Einen bescheidenen und zurückgezogenen Mann nannte ihn der Penguin-Verlag am Montag. Ein Mann, „der es nicht mochte, über seine Werke zu reden“, der seit vielen Jahren in einem abgelegenen Haus in England lebte, aber seine Heimat regelmäßig besuchte, so sein Verleger.

Und noch eine Besonderheit hatte Trevor vorzuweisen: Bevor er zu einem der bedeutendsten Romanciers des englischen Sprachraums wurde, arbeitete er 15 Jahre lang als Bildhauer. Die Reduktion, das „Herausschnitzen“ war typisch für den Entstehungsprozess seiner Texte. „Ich produziere für jede meiner Kurzgeschichten, für jeden meiner Romane eine Unmenge von Text, aus der ich die Erzählung dann herausschneide. Und zwar wortwörtlich, mit der Schere“, sagte er einmal der „Frankfurter Allgemeinen Zeitung“.
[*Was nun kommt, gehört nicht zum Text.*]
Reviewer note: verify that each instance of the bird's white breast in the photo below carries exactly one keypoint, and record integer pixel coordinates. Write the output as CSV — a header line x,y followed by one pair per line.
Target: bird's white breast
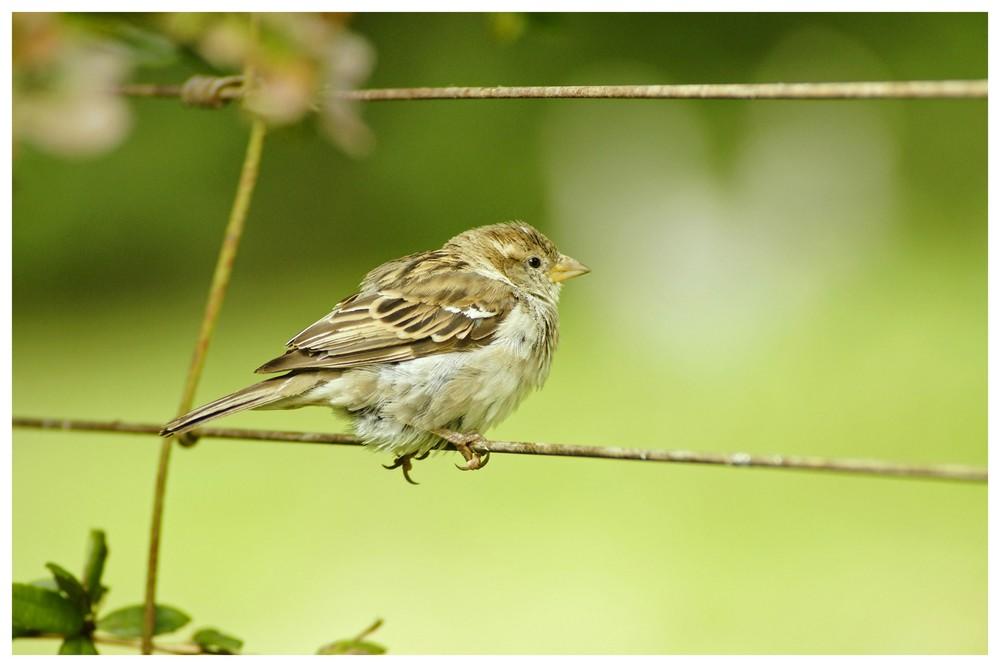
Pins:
x,y
464,390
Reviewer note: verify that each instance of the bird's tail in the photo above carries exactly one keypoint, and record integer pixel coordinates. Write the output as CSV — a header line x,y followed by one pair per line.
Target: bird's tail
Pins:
x,y
260,395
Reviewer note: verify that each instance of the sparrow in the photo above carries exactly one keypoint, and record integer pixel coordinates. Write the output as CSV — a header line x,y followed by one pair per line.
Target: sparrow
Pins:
x,y
434,347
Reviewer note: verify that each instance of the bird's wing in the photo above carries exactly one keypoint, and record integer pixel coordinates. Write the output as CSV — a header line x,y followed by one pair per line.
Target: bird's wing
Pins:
x,y
444,312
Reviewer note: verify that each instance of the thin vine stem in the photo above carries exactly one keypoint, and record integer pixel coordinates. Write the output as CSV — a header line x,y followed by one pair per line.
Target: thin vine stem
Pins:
x,y
216,296
882,469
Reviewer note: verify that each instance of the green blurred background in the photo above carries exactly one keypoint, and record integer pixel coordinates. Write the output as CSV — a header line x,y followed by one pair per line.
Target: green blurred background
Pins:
x,y
771,277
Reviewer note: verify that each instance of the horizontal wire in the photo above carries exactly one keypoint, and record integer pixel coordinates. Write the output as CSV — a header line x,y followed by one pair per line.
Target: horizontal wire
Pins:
x,y
946,471
830,90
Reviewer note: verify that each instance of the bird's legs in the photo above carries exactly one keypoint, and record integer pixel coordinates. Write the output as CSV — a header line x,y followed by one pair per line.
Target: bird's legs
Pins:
x,y
405,462
462,442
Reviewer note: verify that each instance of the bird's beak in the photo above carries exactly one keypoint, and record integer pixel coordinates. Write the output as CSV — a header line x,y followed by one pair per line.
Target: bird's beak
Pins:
x,y
566,268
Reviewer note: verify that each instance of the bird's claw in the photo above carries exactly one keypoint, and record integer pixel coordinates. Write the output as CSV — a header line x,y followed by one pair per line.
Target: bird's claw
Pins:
x,y
475,462
472,460
404,463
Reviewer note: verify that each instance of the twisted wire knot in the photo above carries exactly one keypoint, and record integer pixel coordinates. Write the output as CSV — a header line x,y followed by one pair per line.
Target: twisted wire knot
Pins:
x,y
210,92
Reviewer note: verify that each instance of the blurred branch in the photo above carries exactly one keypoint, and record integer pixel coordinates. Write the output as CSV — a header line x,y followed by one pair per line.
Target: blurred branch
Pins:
x,y
946,471
836,90
173,649
216,295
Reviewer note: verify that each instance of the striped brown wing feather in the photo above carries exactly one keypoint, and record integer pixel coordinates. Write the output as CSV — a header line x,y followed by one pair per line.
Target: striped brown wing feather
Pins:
x,y
443,313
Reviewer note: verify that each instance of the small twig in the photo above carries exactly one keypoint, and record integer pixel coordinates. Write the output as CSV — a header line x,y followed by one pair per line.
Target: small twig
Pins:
x,y
216,295
945,471
832,90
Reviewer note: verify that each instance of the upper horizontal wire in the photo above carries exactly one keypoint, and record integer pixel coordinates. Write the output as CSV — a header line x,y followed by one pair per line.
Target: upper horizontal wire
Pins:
x,y
945,471
831,90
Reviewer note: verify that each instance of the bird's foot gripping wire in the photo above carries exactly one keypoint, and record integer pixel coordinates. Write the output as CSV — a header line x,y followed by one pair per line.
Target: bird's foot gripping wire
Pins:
x,y
462,441
405,462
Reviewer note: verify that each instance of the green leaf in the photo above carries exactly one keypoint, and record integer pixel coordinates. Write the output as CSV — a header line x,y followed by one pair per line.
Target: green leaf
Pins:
x,y
47,584
73,589
78,646
18,631
35,608
127,621
212,641
351,647
97,553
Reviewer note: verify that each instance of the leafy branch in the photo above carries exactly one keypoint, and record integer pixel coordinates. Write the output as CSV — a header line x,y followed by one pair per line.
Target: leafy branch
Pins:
x,y
68,608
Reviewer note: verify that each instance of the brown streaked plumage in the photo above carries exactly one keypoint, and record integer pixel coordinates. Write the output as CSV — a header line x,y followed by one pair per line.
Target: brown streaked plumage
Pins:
x,y
435,346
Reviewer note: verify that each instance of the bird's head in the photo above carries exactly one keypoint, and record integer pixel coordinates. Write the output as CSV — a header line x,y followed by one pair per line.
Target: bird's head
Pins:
x,y
518,253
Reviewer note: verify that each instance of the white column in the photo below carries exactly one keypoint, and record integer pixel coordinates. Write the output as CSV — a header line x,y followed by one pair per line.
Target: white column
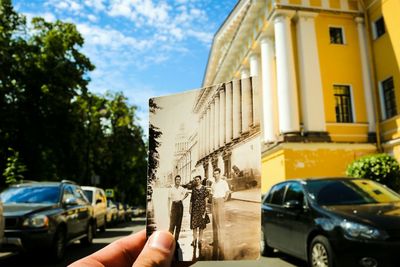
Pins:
x,y
222,124
369,103
212,125
216,121
312,100
286,77
236,118
268,89
228,112
208,147
247,109
254,69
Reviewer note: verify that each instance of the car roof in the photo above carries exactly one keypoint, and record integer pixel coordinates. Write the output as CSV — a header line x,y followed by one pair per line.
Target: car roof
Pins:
x,y
42,183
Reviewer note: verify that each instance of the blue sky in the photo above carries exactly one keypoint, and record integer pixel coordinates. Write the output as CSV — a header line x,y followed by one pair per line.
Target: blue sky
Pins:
x,y
144,48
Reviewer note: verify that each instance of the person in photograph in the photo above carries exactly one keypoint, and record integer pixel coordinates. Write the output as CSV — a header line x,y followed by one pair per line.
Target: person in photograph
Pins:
x,y
176,195
197,210
220,192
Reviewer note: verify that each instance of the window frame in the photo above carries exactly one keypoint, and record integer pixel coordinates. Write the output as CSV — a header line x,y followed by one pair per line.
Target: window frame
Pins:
x,y
342,31
353,108
375,29
384,114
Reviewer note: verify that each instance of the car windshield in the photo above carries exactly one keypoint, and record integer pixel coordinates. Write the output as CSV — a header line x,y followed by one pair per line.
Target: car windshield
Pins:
x,y
89,195
36,194
349,192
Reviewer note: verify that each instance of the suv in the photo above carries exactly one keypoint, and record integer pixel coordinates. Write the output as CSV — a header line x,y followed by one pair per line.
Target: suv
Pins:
x,y
46,215
97,197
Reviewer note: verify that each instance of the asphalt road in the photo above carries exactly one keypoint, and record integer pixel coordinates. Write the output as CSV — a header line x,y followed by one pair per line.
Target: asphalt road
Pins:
x,y
76,251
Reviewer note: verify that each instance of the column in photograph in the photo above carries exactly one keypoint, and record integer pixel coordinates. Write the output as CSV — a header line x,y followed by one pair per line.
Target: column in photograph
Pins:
x,y
236,109
312,105
207,130
268,89
369,104
256,99
247,109
216,120
222,124
286,77
228,112
212,125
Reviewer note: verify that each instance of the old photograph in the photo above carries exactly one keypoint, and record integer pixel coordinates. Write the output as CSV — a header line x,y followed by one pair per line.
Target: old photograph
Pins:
x,y
204,172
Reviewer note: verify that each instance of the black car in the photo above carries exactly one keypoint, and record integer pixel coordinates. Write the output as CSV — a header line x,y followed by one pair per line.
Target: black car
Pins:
x,y
333,222
46,216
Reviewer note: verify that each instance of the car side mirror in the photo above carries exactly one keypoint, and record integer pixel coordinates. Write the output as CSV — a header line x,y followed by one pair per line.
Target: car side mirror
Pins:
x,y
293,205
71,201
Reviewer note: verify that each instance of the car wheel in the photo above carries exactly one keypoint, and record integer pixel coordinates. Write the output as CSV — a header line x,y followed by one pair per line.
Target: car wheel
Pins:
x,y
58,246
265,249
320,253
88,239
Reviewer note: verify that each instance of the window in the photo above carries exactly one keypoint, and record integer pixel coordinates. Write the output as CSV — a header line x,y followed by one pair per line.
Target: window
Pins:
x,y
276,195
388,98
336,35
344,112
379,28
294,193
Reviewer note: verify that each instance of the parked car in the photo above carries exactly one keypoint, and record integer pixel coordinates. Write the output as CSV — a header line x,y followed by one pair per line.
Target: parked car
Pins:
x,y
46,216
333,222
97,197
112,212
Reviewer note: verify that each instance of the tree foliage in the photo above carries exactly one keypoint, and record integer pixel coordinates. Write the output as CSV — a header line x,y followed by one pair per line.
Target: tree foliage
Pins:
x,y
154,143
47,114
382,168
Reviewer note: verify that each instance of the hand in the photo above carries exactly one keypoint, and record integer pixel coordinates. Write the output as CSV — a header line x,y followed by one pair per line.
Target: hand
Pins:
x,y
133,250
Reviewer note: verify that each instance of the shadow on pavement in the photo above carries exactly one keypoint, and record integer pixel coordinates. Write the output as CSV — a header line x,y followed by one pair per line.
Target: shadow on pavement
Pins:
x,y
289,259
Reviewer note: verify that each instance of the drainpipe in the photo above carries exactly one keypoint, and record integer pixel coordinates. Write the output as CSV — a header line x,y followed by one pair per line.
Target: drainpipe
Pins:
x,y
371,60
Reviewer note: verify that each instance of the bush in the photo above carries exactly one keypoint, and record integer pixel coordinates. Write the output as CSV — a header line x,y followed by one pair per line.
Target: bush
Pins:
x,y
382,168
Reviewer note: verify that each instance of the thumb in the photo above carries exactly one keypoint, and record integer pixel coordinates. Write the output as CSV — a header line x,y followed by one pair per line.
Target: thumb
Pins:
x,y
158,251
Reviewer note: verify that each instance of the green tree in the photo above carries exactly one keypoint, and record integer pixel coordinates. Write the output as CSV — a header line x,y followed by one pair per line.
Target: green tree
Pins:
x,y
14,170
382,168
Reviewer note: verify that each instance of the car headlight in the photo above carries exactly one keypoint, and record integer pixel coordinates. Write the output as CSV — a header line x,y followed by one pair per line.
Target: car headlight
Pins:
x,y
36,221
361,231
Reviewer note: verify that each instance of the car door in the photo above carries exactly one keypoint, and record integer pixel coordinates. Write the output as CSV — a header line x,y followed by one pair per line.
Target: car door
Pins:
x,y
272,215
295,220
84,210
70,211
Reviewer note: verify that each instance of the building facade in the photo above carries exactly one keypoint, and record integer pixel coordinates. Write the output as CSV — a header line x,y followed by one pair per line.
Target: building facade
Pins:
x,y
328,77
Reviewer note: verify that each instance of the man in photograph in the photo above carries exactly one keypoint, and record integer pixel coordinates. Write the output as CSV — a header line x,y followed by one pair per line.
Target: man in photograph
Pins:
x,y
175,197
220,193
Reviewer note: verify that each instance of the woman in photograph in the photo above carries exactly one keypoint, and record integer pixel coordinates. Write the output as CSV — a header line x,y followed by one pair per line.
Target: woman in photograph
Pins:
x,y
197,210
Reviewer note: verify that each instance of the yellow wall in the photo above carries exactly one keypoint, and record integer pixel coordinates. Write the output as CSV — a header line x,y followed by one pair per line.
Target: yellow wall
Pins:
x,y
340,64
304,160
386,52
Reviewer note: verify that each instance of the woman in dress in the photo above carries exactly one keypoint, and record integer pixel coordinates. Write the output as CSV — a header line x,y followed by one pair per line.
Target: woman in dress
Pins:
x,y
197,210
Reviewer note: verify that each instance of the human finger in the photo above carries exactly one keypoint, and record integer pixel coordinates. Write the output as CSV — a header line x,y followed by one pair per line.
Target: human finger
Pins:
x,y
120,253
158,251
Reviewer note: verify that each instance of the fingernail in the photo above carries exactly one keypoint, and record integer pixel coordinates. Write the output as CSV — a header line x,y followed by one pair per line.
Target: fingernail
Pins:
x,y
162,241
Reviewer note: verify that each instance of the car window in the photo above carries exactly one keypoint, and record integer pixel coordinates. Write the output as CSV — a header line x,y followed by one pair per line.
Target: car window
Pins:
x,y
276,194
36,194
294,193
80,196
89,194
68,193
349,192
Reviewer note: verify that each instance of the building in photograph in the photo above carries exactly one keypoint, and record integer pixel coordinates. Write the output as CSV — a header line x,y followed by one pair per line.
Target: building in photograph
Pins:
x,y
229,128
328,78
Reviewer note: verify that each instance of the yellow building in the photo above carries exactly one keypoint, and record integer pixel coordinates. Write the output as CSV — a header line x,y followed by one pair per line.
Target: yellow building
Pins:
x,y
328,74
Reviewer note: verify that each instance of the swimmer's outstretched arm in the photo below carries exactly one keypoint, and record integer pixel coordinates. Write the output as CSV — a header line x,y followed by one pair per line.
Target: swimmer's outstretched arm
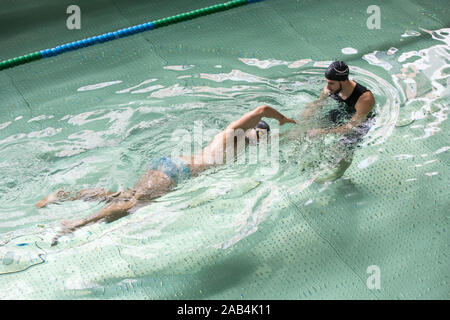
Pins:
x,y
251,119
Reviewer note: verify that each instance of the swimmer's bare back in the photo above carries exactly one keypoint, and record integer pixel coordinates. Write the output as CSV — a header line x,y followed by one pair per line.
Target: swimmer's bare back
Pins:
x,y
153,183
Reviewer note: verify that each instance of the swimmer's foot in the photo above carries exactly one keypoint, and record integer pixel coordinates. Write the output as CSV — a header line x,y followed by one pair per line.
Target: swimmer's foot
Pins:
x,y
52,198
329,177
67,227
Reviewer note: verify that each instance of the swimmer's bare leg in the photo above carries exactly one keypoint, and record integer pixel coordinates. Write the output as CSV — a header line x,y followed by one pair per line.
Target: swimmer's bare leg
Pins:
x,y
151,185
336,173
85,194
111,212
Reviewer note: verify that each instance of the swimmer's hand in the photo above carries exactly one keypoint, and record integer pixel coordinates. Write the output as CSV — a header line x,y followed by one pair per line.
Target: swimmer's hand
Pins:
x,y
316,132
285,120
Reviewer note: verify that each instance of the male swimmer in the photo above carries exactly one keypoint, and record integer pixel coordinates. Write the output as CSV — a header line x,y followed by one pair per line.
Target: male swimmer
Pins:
x,y
165,173
354,109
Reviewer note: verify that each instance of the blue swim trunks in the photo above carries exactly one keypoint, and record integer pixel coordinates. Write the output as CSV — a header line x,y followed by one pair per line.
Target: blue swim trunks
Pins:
x,y
173,168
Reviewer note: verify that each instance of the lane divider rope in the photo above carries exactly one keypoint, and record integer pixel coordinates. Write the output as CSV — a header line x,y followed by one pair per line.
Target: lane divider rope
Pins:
x,y
47,53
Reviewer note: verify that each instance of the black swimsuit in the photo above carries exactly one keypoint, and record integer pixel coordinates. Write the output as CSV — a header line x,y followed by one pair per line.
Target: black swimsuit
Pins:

Seine Heimat hat der „Meister der Andeutung“ schon vor langer Zeit verlassen, bereits in den 1950er Jahren wanderte Trevor aus Irland nach England aus. „Nicht weil ich wollte oder weil andere Orte mich angezogen haben“, wie er schon vor längerer Zeit sagte. „Es waren sehr schwere Zeiten. Ich hätte nicht mal eine kleine Familie ernähren können, wenn ich nicht eine Arbeit angenommen hätte, die ich nicht wollte. Ich wollte schreiben.“

Dennoch lässt sich sein Werk als großes Irland-Porträt lesen, seine Leser sehen ihn als irischen Autor, und auch er selber beschrieb sich so. „Ich hätte die gleichen Romane und Kurzgeschichten schreiben können, wenn ich Irland nie verlassen hätte. Aber nicht über Irland. Ich hätte sie über Frankreich geschrieben, über England.“

Trevor, der Patricia Highsmith als ein Vorbild nannte, veröffentlichte neben seinen Romanen weit über einhundert Kurzgeschichten. Diese kurzen Erzählungen seien das, was er eigentlich am besten könne, sagte er noch vergangenes Jahr. „Kurzgeschichten sind, was ich liebe.“

Trevors Prosa kreist vor allem um melancholische Außenseiter, Gescheiterte und Scheiternde. So treibt eine peinigende Seelennot die schwangere Felicia in dem Psychothriller „Felicias Reise“ (1994) in die Hände eines Serienmörders.

Dieses Werk brachte ihm auch den Durchbruch in Deutschland. Zu seinen bedeutendsten Romanen zählen auch „Toren des Glücks“ und „Die Geschichte der Lucy Gault“. Letzterer wurde für den Bookerpreis nominiert. Auszeichnungen erhielt der Vater zweier Söhne viele, allein dreimal den Whitbread Award, den höchstdotierten britischen Literaturpreis.

Seine melancholischen, tragischen Welten weisen in seine eigene Kindheit und Jugend. Er wurde 1928 in der Grafschaft Cork geboren und litt lange unter der stillen Feindschaft, die zwischen seinen Eltern herrschte. Diese hätten sich zwar nicht angeschrien, sagte er einmal: „Aber sie hatten keinerlei Respekt vor dem anderen.“ Er und seine beiden Geschwister seien sehr einsam gewesen. Wegen der beruflichen Position seines Vaters bei einer Bank musste die Familie ständig umziehen, von einer kleinen Stadt in die nächste.

Trevor bezeichnete sich selbst vor allem als Erzähler: „Meine Geschichten mögen immer mal wieder Aspekte des menschlichen Zustandes erhellen, aber ich nehme mir nicht bewusst vor, das zu erreichen: Ich bin ein Geschichtenerzähler.“ Mit dem 2009 erschienenen Roman „Liebe und Sommer“ beendete Trevor seine Karriere.